It's worth noting that you can also unpack lists to positional arguments: f2(*[1,2])
mipadi almost 15 years

"dereference": the usual term, in this Python context, is "unpack". :)
Horus almost 12 years

This is great, just used it with argparse/__dict__ to make it really easy to do command line argument parsing directly into options for a class object.
dotancohen over 10 years

It seems that people are downvoting this as it answered the original question, not the rephrased question. I suggest just removing this post now.
Dave Hillier about 10 years

@dotancohen no it was never correct, it fails the second block of code that was always with the question. It took it too literally, the print was an example.
Richard almost 10 years

It is better to copy the relevant content of the link into your answer, rather than relying on the link surviving until the end of time.
llimllib almost 10 years

@Richard that's a deep philosophical opinion about the web, with which I couldn't disagree more heartily! Alas, I lack the space in this here margin to share my wonderful proof...
Richard almost 10 years

@llimllib, I shall have to ask Dr.
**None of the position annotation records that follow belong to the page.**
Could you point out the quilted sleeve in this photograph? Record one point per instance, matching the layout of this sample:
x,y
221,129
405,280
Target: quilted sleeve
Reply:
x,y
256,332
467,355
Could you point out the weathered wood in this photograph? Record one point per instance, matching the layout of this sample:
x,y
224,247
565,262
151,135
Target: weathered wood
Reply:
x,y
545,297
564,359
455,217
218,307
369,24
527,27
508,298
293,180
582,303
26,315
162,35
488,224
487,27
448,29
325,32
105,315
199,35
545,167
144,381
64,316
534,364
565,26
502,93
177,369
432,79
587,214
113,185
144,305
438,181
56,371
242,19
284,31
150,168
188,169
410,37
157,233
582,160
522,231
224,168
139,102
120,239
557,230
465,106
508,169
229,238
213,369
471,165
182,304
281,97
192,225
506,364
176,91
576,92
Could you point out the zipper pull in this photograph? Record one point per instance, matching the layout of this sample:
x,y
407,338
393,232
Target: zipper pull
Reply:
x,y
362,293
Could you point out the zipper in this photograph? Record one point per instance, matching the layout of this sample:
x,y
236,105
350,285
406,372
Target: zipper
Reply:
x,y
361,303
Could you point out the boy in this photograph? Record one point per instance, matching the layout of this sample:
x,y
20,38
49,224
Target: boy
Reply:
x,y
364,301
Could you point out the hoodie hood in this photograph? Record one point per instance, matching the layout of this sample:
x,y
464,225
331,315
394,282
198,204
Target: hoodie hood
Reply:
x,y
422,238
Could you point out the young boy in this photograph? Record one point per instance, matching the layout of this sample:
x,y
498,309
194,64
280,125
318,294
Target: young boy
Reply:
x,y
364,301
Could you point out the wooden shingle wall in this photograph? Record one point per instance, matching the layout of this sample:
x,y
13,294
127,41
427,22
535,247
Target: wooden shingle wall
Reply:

Wiles then!
Mona Jalal almost 8 years

what is the reason we would want to unpack a dictionary when passing it as an argument to a function?
Thomas over 7 years

@MonaJalal To forward it to another function that takes **kwargs, for instance; it will expect an unpacked list of arguments, not just a dictionary of arguments.
Natecat over 7 years

It does answer the question though, it just doesn't do it via dictionary unpacking. His approach is perfectly valid based on the question posted.
Brōtsyorfuzthrāx over 6 years

@MonaJalal It can be useful if you want to do such as ast.literal_eval(someText), which could convert someText into a dictionary; then you could unpack it into a method (and someText could be previously parsed to match the keywords in the method better, if you want alias keywords or such). So, that would be one way to allow for data entry (done to trigger methods), where it doesn't require multiple forms, boxes, mouse-clicks, etc. in a fashion without editing .py files themselves all the time (and it's one example of possibly countless where unpacking a dictionary could be useful).
Martlark over 6 years

Using unpacking with print.format is particularly useful. eg: 'hello {greeting} {name}'.format( **{'name': 'Andrew', 'greeting': 'Mr'})
spencer about 5 years

Old question but still very relevant. Thanks for the detailed response. Do you know any ways to work around case 3? Meaning pythonically map the items of the dictionary to the function parameters, when there are more items in the dictionary than there are parameters?
David Parks about 5 years

@spencer a solution has been added to the answer.
R__raki__ almost 5 years

@Dave, how that param is converted into 'param' , i mean how a variable name is converted into string :-))
Dave Hillier almost 5 years

is that a question @user2728397?
R__raki__ almost 5 years

@DaveHillier yes, just curios , how internally a variable name is changed into string, this also happens when you pass a dictionary to a function call , all the keys which are strings are converted back into the variable names , how python internally does that, can it be done in the python interpreter or is it a just internal manipulation .
mins over 3 years

"The documentation of it sucks", unless your problem is to print "This parrot wouldn't VOOM if you put four million volts through it. E's bleedin' demised" using a dictionary. In that case it's perfect.
ali14 about 3 years

@Martlark Using template strings, it will be like: subst_dict = {'name': 'Andrew','greeting': 'Mr.'} title = 'hello $greeting $name' formatted_title = Template(title).substitute(**subst_dict)
Gulzar about 3 years

@Javier The solution was unpacking the dict. The question was passing dict as named params. Thus, future users, would still prefer the original, as it is more Googlable.
Dave Hillier about 3 years

Pretty certain someone else edited my original title regardless. At least this question is now protected.
Technophile over 2 years

@MonaJalal want to do it when calling a function that takes different named arguments depending on what configuration you want. Passing in e.g. None for any unused values will override any default values. A specific example is asyncssh.connect().